Here is the sample text.
sample_text='Extract text before the last word'
Using string split method I can extract substring before 'word'
print(sample_text.split('word',1)[0])
I am extracting sample_text from a pdf document so there can be following possibilities.
sample_text='Extract text before the last w ord'
sample_text='Extract text before the last wo rd'
sample_text='Extract text before the last wor d'
sample_text='Extract text before the last wo r d'
Is there a simple way to take these possibilities into account and get the desired output?
Thanks in advance.
2 Answers 2
You can use a regular expression that ignore space : In your example, with the word "word" that would be the regular expression :
"w\s*o\s*r\s*d"
Try to split each line in this way :
import re
sample_text='Extract text before the last w ord'
re_ignor_space = "w\s*o\s*r\s*d"
sample_text_splitted = re.split(re_ignor_space, sample_text)

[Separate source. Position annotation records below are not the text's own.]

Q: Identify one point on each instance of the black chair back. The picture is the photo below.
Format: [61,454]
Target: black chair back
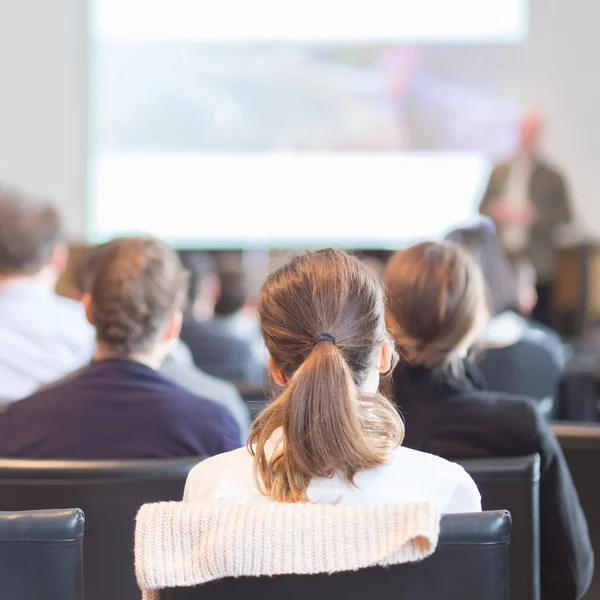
[580,443]
[513,484]
[470,562]
[110,493]
[41,555]
[255,395]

desired_string = ''.join(sample_text_splitted[:-1])
print (desired_string)
If you do not need the last word just ignore it with slice :
desired_string = ''.join(sample_text_splitted[:-1])
Output :
Extract text before the last
4 Comments
You can split by regex pattern if you want.
import re
pattern = 'w\d?o\d?r\d?d'
print(re.split(pattern, sample_text))
Outputs:
['Extract text before the last ', '']